Proper Workplace Investigations Can Help in Litigation

Leah Shepherd By Leah Shepherd December 1, 2022

​Workplace investigations following allegations of misconduct can easily go off the rails if employers don't know how to do them well. Experts discussed best practices for workplace investigations at the recent American Bar Association's Labor and Employment Law Conference.

The quality of internal investigations has important ramifications for litigation outcomes. For example, an employer can be held liable for sexual harassment by a supervisor unless it can prove that it exercised care to prevent harassment and took steps to investigate any complaints, according to Matthew Clash-Drexler, an attorney with Bredhoff & Kaiser in Washington, D.C. Usually, employers show their preventative efforts by distributing their anti-harassment policy to all employees.

"What's critical is the importance of conducting effective, impartial and, most importantly, defensible investigations," said Barbara Johnson, an attorney with BLJohnson Law in Washington, D.C. When done right, an internal investigation "can be one of the best defenses in litigation" and can reduce settlement costs.

At the beginning of a witness interview, emphasize that the company does not permit retaliation and that you do not legally represent the witness. Avoid "investigation creep" by clearly understanding the scope of the matter, Johnson recommended.  

"It is not an interrogation. It is not the place where you go in with a script of pre-written questions. Ask general, open-ended questions. Try to develop a rapport with the witness so they tell you stuff," she said. "Avoid judgmental words or inflammatory words."

You also need cultural competency to understand what your own biases might be as you conduct the investigation, she added.

Attorney-Client Privilege

After receiving a complaint of misconduct, an HR representative may conduct a workplace investigation, but sometimes the employer's internal lawyer or external lawyer leads it. A union representative or an attorney representing the employee might be present.

The panelists discussed when attorney-client privilege exists and when it doesn't. An attorney sometimes could be classified as working in a business or HR consulting capacity. If so, attorney-client privilege would not exist, and any discussions could be revealed during court proceedings.

"There's no presumption just because a company uses an outside lawyer that the lawyer is acting in a legal capacity," Clash-Drexler explained. "The Supreme Court is going to shed light on this in this term, and we should all pay attention to that."

He was referring to a case called In re Grand Jury, which the court will hear on Jan. 9, 2023. That case will address whether a communication involving both legal and nonlegal advice is protected by attorney-client privilege, if obtaining or providing legal advice was one of the significant purposes behind the communication.

During workplace investigations, "you can never promise that something will be kept confidential. You can say, 'I will take steps not to identify you by name,' " Johnson said. "Assume that your communications will be public."

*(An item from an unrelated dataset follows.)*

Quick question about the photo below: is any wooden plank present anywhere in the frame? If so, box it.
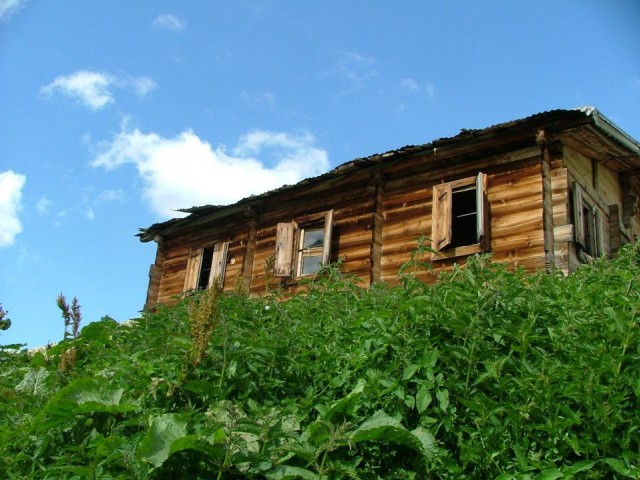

If you have shared certain information, such as a pay audit or diversity audit, with an outside or inside marketing team, then it's probably not considered privileged, according to Anne Shaver, an attorney with Lieff, Cabraser, Heimann & Bernstein in San Francisco.

Be Responsive

Workplace investigations can build trust with staff if they're done right, said Faisal Akhter, senior corporate counsel at Microsoft, based in Redmond, Wash., but those efforts can't be effective if workers feel that making complaints will not lead to any changes or improvements. Promptly investigating complaints shows workers that you won't dismiss or ignore problems.

"It's important to have a culture where you encourage people to come forward with a complaint, and you will investigate it," Johnson said.

The person who led the investigation should eventually report back to the employee who made the complaint, summarizing the results of the investigation. "Nobody will feel good about the process if they think it went into a box," said Clash-Drexler.

Around three months or six months after an investigation, an HR representative should check in with the employee and ask if anything new has happened, so HR can be sure that retaliation isn't taking place, Johnson said.

In order to prevent a problem from proliferating, you should have a system in place to track whether a person has been accused of misconduct more than once, Shaver recommended.